Mma Makutsi: Not that I’m suggesting that you bring up Phuti’s name in order to bring down the price of fish-tank filters, Mma. Rather, I suspect that continuing to wash the filters rather than replacing them would be a wise economic move.
Mma Makutsi’s shoes: Good thinking, Boss.
Silence: Uh, did you say something else, Mma? I’m not sure I caught that.
Mma Potokwane, scenting trouble and screeching up to add her two thebes: Mma Ramotswe! Mma Makutsi! Mma Dogood! I’ve just dropped by to see if anyone wanted to come back with me to the orphanage for red bush tea and a slice of fruitcake. Make that two slices.
Mma Ramotswe, visibly brightening: What a wonderful idea, Mma! Unfortunately, we seem to be stuck at an impasse here regarding Mma Dogood and her aquarium filters.
Mma Potokwane: What’s the problem, Mma?
Mma Ramotswe: Replacement filters are pricey, but cleaning off encrusted, slimy filter pads, as she must every weekend to keep the aquarium water clean and fresh, grosses Mma Dogood out.
Mma Potokwane, thinking quickly: Mma Dogood, I heard a rumor that your Rra our friend Ben is rather fond of desserts.
Silence: You heard right, Mma.
Mma Potokwane: I think I saw that today’s Wall Street Journal had a special feature on Key lime pies.
Silence: Right again, Mma, OFB and I were reading that article just this morning and I was thinking how easy it would be to make one, even embellishing it with fresh blueberries or raspberries.
Mma Makutsi: Aha! So you could use the money you’d otherwise have spent on new fish filters to buy those berries for the Key lime pie!

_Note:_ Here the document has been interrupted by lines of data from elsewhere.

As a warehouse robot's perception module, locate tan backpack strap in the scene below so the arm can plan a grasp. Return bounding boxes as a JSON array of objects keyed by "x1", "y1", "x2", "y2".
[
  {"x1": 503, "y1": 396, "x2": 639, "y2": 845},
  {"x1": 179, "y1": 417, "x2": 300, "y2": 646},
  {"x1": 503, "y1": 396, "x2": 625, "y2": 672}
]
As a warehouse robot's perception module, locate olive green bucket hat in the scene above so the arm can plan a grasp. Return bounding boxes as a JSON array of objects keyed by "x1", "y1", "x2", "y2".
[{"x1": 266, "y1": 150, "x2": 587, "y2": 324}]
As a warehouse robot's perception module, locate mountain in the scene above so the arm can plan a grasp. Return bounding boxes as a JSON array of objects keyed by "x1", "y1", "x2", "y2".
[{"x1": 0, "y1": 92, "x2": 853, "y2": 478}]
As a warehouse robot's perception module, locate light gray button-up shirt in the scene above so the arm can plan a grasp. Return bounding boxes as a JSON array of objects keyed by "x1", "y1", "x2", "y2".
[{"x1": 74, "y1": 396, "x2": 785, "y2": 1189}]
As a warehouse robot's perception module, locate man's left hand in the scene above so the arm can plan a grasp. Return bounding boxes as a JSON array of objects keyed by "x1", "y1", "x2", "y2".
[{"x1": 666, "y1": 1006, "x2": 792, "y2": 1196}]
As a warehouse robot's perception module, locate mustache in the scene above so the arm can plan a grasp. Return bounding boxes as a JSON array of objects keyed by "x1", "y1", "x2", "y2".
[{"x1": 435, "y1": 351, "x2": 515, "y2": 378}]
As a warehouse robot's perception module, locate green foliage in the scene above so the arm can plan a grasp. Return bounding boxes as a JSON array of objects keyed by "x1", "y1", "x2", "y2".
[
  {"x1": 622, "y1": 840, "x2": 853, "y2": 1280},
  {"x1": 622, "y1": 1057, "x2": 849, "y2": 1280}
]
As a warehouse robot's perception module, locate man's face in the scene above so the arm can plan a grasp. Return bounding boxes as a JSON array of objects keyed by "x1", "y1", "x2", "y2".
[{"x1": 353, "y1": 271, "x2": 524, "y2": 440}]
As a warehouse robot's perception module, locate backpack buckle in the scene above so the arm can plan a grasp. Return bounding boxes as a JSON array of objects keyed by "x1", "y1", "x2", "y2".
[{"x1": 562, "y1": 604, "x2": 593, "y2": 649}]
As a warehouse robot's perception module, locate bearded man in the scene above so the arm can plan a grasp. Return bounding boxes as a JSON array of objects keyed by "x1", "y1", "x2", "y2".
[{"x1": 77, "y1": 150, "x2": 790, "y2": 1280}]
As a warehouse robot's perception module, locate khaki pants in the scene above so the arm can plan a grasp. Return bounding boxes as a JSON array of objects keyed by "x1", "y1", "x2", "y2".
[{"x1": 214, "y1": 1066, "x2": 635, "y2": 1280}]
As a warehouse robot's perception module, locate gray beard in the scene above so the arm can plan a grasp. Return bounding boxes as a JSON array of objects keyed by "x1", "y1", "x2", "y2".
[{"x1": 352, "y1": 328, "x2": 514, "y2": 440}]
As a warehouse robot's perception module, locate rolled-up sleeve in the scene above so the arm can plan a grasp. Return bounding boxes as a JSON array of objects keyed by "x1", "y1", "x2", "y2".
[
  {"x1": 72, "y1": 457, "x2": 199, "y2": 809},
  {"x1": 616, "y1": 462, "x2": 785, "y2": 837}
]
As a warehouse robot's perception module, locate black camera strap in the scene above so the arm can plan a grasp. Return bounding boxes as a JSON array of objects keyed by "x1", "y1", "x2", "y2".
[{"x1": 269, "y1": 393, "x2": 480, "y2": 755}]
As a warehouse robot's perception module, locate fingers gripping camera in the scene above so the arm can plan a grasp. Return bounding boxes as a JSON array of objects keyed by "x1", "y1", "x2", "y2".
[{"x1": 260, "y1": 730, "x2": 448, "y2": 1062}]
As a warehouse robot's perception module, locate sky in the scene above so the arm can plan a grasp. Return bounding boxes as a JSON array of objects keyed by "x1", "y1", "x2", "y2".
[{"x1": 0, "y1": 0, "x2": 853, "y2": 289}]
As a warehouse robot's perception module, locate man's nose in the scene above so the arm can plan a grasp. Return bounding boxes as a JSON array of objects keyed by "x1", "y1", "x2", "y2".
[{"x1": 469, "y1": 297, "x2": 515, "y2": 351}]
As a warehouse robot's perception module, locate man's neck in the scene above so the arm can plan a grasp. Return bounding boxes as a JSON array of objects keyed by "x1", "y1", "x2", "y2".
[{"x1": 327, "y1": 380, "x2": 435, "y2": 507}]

Mma Makutsi’s shoes: Excellent point, Boss.
Silence: Hmmm, you’re right, Mma.
Precious: And wouldn’t you and OFB enjoy a nice, luscious Key lime pie more than a new fish filter?
Silence: Of course, Mma. But what about the poor fish?!
Mma Ramotswe: As my dear daddy, the late Obed Ramotswe, often said, “Precious, cows are cows.” Wash the filters and give them another week.